In the case of construction equipment, they are regulated by a number of European Regulations and Directives setting the essential requirements for their trade within the EU, regarding their performances in terms of safety, environmental protection, workers protection etc.
The Machinery Directive
The core piece of legislation for the construction equipment sector is the Machinery Directive (2006/42/EC), but many other regulations apply and regulate other performances of the machine (Outdoor Noise Directive, Engines Exhaust Emissions for NRMM Directive…).
In general, other sectors have not been the subject of legislation on a European level. Trade in this “non-harmonised” sector relies on the “mutual recognition” principle, under which products legally manufactured or marketed in one Member State should be able to move freely throughout the EU.
Approximately half of the trade in goods within the EU is covered by harmonised legislation, while the other half is accounted for by the “non-harmonised” sector, which is either regulated by national technical regulations or not specifically regulated at all.
In 2008 the European Institutions adopted the so called New Legislative Framework (NLF) package, which aimed at regulating horizontally some key points of the Single Market for goods such as:
- improving market surveillance rules;
- enhancing the quality of the conformity assessment of products through stronger clearer rules on the requirements for the notification of conformity assessment bodies;
- clarifying the meaning of CE marking;
- establishing a common legal framework for industrial products in the form of a toolbox of measures for use in future legislation.
While some of the objectives of the NLF have been achieved, this is certainly not the case of Market Surveillance, the loopholes of which are causing major problems to Construction Equipment Manufacturers.
The "New Approach", on which the NLF builds, represents an innovative way of technical harmonisation. It introduces, among other things, a clear separation of responsibilities between the EC legislator and the European Standards Organisations CEN, CENELEC and ETSI in the legal framework, allowing for the free movement of goods.

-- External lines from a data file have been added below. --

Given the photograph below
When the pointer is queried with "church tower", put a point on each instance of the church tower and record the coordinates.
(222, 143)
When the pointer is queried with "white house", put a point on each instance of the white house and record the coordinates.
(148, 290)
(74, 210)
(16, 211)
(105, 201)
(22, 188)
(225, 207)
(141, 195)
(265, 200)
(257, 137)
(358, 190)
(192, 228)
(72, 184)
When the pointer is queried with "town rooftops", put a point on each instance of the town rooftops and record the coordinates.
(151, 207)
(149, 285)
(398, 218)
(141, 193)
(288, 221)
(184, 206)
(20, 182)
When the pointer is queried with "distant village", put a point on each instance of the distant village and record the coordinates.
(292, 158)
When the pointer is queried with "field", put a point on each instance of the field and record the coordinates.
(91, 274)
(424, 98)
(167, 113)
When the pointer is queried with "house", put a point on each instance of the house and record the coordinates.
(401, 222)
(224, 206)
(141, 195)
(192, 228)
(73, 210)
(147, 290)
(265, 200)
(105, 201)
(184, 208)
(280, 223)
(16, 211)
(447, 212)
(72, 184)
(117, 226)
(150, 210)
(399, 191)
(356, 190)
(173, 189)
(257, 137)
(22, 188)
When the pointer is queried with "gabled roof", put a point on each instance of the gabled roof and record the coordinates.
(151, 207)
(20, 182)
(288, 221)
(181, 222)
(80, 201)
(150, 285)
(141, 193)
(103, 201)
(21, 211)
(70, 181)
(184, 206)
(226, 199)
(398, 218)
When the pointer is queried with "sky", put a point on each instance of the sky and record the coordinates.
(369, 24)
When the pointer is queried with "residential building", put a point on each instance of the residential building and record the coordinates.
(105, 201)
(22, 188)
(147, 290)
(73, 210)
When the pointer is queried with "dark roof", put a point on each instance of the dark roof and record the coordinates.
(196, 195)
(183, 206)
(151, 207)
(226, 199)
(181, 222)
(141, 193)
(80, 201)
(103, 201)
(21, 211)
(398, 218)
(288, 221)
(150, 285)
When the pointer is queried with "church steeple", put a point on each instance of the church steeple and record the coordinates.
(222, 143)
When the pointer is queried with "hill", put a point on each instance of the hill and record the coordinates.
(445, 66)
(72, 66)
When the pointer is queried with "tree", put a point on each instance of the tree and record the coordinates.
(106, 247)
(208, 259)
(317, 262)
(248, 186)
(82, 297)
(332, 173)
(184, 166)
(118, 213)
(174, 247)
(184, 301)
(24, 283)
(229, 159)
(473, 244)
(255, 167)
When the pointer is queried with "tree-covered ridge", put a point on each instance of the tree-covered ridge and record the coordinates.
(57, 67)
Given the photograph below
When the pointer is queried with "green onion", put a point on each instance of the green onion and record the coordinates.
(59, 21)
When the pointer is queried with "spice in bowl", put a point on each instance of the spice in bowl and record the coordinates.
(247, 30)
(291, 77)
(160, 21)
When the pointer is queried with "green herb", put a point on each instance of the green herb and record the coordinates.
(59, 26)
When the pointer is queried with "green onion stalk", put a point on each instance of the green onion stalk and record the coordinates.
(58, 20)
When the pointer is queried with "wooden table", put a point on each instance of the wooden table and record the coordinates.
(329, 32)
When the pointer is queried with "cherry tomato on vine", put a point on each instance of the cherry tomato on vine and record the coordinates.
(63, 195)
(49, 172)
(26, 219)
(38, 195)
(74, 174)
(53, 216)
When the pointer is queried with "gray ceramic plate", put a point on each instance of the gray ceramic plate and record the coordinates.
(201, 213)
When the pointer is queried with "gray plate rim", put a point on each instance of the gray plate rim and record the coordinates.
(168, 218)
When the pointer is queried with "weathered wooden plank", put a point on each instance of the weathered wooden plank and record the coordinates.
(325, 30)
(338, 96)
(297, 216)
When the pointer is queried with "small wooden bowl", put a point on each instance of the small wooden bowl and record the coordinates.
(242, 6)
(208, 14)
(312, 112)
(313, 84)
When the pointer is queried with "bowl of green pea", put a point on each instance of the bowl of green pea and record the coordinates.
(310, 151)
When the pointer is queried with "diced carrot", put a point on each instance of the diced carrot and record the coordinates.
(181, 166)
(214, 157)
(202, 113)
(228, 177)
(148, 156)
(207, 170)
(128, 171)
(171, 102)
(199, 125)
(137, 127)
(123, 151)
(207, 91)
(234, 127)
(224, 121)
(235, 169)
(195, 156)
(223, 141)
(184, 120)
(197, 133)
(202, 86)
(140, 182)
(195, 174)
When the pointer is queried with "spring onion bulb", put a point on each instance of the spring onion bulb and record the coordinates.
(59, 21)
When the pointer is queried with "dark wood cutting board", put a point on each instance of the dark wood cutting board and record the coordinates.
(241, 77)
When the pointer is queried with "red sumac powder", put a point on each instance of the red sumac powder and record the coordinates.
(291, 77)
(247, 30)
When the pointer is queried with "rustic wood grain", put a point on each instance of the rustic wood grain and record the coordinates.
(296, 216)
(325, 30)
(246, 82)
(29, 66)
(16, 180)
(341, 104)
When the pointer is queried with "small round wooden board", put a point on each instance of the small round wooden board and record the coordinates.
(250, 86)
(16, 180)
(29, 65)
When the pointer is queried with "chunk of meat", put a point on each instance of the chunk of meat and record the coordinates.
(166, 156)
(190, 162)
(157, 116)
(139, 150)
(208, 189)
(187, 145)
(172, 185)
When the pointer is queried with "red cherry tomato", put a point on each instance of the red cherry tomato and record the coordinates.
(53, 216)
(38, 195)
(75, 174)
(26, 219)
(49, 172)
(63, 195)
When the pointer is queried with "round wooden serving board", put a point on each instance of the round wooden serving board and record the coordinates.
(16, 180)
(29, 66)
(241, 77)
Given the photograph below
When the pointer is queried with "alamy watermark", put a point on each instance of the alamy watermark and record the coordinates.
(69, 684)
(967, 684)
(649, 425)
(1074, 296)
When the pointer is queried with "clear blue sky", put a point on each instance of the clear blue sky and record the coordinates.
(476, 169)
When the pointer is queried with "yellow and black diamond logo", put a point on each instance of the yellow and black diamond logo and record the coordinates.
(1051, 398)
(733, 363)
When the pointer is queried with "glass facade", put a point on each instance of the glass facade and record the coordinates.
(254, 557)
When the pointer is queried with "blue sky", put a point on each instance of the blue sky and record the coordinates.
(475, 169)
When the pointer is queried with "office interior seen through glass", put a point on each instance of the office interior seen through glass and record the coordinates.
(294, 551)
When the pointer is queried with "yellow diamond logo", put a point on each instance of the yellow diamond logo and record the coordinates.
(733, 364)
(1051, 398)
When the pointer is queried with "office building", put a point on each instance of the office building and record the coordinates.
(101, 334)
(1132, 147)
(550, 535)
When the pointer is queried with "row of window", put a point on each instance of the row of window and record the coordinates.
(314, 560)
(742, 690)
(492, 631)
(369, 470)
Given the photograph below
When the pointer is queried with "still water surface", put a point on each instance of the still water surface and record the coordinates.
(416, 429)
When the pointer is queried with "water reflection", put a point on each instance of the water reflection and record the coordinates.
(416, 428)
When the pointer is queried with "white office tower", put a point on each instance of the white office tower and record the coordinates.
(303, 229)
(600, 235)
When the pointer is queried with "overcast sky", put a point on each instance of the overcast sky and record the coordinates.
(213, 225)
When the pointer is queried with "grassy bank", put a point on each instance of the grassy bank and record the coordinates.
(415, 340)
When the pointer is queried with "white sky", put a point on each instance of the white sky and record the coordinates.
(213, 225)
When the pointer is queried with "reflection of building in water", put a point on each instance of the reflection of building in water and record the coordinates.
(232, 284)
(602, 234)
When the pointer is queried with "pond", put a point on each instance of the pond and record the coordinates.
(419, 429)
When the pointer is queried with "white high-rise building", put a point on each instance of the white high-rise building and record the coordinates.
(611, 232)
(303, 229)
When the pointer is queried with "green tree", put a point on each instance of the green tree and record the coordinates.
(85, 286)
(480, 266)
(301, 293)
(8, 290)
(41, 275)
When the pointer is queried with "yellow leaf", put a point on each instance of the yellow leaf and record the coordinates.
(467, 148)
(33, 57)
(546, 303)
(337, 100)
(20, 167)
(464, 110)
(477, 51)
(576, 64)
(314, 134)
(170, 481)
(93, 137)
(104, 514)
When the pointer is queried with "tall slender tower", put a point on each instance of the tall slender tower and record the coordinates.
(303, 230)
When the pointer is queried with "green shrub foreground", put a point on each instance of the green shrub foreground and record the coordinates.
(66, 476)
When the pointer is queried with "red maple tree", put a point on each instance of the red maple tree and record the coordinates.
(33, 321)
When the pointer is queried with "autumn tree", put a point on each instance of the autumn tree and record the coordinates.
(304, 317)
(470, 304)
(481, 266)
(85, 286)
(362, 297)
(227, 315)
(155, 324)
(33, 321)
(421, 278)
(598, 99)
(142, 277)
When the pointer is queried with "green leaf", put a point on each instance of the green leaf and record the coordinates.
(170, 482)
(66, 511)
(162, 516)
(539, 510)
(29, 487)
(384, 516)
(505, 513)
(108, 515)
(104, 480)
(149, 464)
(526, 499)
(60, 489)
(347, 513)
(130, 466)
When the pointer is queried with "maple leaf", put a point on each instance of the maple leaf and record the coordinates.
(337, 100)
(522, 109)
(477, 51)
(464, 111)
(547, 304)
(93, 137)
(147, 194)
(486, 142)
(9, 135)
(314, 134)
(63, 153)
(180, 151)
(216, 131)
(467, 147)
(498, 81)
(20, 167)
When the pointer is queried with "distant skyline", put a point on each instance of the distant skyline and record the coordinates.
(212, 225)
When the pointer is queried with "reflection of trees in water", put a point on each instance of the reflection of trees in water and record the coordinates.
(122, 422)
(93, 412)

European Union's product Regulations and Directives define the "essential requirements", such as the protection of health and safety, that goods must meet when they are placed on the market.
The role of standards
The European Standards Organisations have the task of drawing up the corresponding technical specifications, which meet the essential requirements of the Regulations and Directives, compliance with which provides a presumption of conformity with the essential requirements. Such specifications are referred to as "harmonised standards".